Men with guns, specifically white men with guns, haunt Naomi. As an adult, she dreams about them often. In one of her recurring nightmares, military men control three naked, powerless Asian women; in another, bloodthirsty armed men watch a private family ceremony. The dangerous men in her dreams point to Naomi’s two central childhood traumas: the abuse she suffered at the hands of Old Man Gower, and the persecution she and her family endured at the hands of white Canadians. The guns represent her tormentors’ potential to do harm. The mastery the clothed soldiers have over the naked women reflects Old Man Gower’s sexual power and abuse, and the women’s humiliation echoes Naomi’s disturbing and shaming response.
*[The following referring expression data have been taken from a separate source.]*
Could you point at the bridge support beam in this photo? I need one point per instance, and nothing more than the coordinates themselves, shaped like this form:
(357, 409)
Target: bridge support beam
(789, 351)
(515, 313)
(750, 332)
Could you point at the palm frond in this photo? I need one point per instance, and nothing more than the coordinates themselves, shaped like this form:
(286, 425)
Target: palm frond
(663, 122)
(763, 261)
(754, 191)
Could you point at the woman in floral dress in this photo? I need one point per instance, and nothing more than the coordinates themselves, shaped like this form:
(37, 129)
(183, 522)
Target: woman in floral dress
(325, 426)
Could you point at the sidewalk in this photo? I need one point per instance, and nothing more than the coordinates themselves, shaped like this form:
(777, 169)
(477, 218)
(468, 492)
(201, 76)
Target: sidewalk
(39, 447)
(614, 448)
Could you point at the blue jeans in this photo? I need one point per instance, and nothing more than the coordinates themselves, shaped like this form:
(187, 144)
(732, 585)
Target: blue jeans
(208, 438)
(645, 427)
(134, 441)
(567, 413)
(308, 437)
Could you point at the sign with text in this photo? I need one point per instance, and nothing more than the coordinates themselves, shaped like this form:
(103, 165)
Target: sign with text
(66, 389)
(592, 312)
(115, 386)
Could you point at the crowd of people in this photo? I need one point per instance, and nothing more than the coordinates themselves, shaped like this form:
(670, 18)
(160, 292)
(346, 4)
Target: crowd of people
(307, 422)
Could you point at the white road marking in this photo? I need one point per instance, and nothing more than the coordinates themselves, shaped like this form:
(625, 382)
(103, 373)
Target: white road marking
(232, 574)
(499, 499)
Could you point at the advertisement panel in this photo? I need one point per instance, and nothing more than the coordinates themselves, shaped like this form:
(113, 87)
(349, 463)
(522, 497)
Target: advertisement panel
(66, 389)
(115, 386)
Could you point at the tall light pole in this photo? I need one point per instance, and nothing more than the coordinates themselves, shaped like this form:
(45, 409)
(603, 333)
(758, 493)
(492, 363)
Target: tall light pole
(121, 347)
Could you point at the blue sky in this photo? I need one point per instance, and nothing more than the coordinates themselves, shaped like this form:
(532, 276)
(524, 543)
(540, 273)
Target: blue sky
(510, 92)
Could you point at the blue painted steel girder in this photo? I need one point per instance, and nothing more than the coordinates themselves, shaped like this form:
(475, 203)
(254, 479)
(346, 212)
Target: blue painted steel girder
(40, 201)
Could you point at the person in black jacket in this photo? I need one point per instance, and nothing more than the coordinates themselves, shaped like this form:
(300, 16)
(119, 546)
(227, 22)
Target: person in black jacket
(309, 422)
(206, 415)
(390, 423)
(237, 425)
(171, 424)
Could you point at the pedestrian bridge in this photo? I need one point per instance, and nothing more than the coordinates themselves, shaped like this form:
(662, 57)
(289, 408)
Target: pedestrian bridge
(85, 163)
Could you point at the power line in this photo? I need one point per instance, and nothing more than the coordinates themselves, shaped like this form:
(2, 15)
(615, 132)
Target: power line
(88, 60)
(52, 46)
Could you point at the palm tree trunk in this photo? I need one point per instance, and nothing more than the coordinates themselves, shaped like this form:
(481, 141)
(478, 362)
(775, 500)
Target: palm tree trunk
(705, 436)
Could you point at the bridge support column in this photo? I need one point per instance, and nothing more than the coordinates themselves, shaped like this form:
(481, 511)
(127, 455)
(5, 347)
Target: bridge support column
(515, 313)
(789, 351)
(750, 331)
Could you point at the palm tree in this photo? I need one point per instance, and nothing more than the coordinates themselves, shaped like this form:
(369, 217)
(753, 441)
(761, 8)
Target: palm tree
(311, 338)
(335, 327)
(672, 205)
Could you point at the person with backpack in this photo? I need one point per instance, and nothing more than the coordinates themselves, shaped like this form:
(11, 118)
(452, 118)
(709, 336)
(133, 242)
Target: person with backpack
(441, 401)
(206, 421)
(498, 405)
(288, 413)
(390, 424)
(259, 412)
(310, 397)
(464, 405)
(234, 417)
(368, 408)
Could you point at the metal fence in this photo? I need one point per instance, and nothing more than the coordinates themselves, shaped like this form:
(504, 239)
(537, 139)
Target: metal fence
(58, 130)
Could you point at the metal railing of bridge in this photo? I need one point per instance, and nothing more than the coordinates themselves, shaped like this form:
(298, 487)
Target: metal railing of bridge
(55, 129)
The fact that Naomi dreams about these men so frequently, even as an adult, shows that while she can suppress her fear during her waking hours, she is subconsciously still in the grips of her difficult childhood. As she says, “We die again and again. In my dreams, we are never safe enough.” She doesn’t live in fear, but some part of her always worries that what happened once could happen again.

The Sea

The sea is an essential and part of Naomi’s family heritage. She comes from a line of fishermen and boat builders who feel most at home on the ocean. The government’s seizure of their boats not only robs them of their livelihood, but also of their connection to the place they feel happiest. Their banishment to the center of the country, first to Slocan with its muddy lake, and then to Granton with its dusty plains, is doubly painful. A forced relocation to anywhere at all would be bad enough, but to be made to move away from the ocean, which fed their families and seemed to embrace them, is almost impossible to bear. The novel’s first chapter, which depicts Uncle on his annual pilgrimage to the coulee, underlines the importance of the sea and the family’s distance from it. The coulee is a special place to Uncle because it reminds him of the ocean. While he does find a measure of peace there, his attachment to it is poignant and sad. It is not the real sea, after all; it is just a pale shadow of the place Uncle loved.